Whitefish, Montana Jewish real estate agent Tanya Gersh on Tuesday filed a civil suit against Andrew Anglin, publisher of the neo-Nazi website Daily Stormer, accusing him of invading Gersh’s privacy, inflicting emotional distress on her, and calling on readers to target her with e-mails and phone calls, in violation of Montana’s anti-intimidation act.
The lawsuit, filed on behalf of Gersh by the Southern Poverty Law Center and a Montana co-counsel, describes how Andrew Anglin used his Daily Stormer – the leading white power website in the US – to publish 30 articles urging his followers to launch a “troll storm” against Gersh. As a result, Gersh, her husband and their 12-year-old son have received more than 700 harassing messages since December.

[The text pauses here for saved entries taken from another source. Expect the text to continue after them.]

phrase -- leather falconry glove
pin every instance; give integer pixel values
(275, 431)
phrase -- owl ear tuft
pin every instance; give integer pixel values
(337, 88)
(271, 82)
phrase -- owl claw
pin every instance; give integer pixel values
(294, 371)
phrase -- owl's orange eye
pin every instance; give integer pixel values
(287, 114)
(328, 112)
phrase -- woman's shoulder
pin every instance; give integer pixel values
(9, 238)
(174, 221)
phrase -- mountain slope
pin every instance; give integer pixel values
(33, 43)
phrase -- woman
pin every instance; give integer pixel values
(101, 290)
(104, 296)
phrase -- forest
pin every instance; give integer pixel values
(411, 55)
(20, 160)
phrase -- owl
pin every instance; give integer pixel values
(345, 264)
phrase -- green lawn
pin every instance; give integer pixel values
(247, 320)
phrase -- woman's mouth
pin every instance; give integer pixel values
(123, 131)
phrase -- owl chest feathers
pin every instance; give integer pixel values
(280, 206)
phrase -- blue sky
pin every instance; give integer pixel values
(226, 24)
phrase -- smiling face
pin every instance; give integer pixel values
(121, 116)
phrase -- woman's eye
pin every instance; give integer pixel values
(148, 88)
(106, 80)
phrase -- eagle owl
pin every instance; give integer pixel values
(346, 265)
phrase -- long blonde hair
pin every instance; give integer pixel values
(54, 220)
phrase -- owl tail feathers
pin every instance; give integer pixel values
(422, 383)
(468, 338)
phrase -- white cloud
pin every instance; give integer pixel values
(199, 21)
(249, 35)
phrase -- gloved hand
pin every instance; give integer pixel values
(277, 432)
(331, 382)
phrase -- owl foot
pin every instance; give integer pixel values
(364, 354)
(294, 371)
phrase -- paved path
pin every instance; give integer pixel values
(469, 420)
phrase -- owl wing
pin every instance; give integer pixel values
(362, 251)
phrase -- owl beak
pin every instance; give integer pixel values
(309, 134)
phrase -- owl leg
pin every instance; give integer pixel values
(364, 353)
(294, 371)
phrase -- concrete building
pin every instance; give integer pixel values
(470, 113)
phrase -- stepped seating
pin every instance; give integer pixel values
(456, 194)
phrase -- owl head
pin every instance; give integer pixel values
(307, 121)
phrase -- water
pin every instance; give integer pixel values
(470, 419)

The lawsuit is similar to litigation the SPLC has used to win crushing court judgments against ten white supremacist organizations and fifty individuals who led them or participated in violent acts.

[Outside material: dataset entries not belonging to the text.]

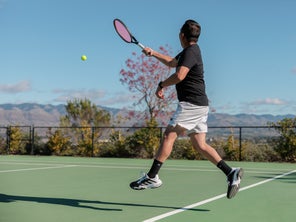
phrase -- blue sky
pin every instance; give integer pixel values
(249, 50)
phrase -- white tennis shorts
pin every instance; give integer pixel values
(191, 117)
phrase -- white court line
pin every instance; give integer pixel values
(39, 168)
(109, 166)
(162, 216)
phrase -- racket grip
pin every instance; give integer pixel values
(141, 46)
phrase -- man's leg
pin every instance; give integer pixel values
(151, 180)
(234, 175)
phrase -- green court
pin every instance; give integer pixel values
(70, 189)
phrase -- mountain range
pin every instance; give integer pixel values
(28, 114)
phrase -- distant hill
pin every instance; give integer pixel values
(49, 115)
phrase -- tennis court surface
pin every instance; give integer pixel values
(68, 189)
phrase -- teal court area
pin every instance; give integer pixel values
(70, 189)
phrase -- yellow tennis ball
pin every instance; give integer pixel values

The intimidation campaign was launched by Anglin because, he alleged, Gersh had tried to extort money from Richard Spencer’s mother. Spencer is president of the National Policy Institute, a white nationalist think tank advocating for a white homeland for the “dispossessed white race” and “peaceful ethnic cleansing” against the “deconstruction” of white European culture. He’s the strange person who was immortalized shouting “Hail Trump” at a Washington, DC, white supremacist conference celebrating Donald Trump’s election.
Sherry Spencer, the young Nazi’s mother, owns a building in Whitefish which became a target for anti-Nazi protesters, who demanded that Mrs. Spencer disavow her son’s extremist views. In the midst of this crazy-meets-crazier standoff, real estate Tanya Gersh, who is Jewish, agreed to help sell the building after Sherry Spencer had reached out to her. But then Sherry told her Nazi offspring, and suddenly had a change of heart and posted an article online accusing Gersh of extortion.
“Tell them you are sickened by their Jew agenda,” Anglin wrote under the headline “Jews Targeting Richard Spencer’s Mother for Harassment and Extortion – TAKE ACTION!” The post included Gersh’s contact information. It also included photographs of Gersh, her husband and son. One photo was altered to include a yellow Star of David with the label “Jude.”
Anglin has been on a Nazi tear since the Trump victory, which he described: “Our Glorious Leader has ascended to God Emperor. Make no mistake about it: we did this. If it were not for us, it wouldn’t have been possible.” He also encouraged fellow neo-Nazis to harass Muslims and “any foreigners you see. We want these people to feel unwanted. We want them to feel that everything around them is against them. And we want them to be afraid.”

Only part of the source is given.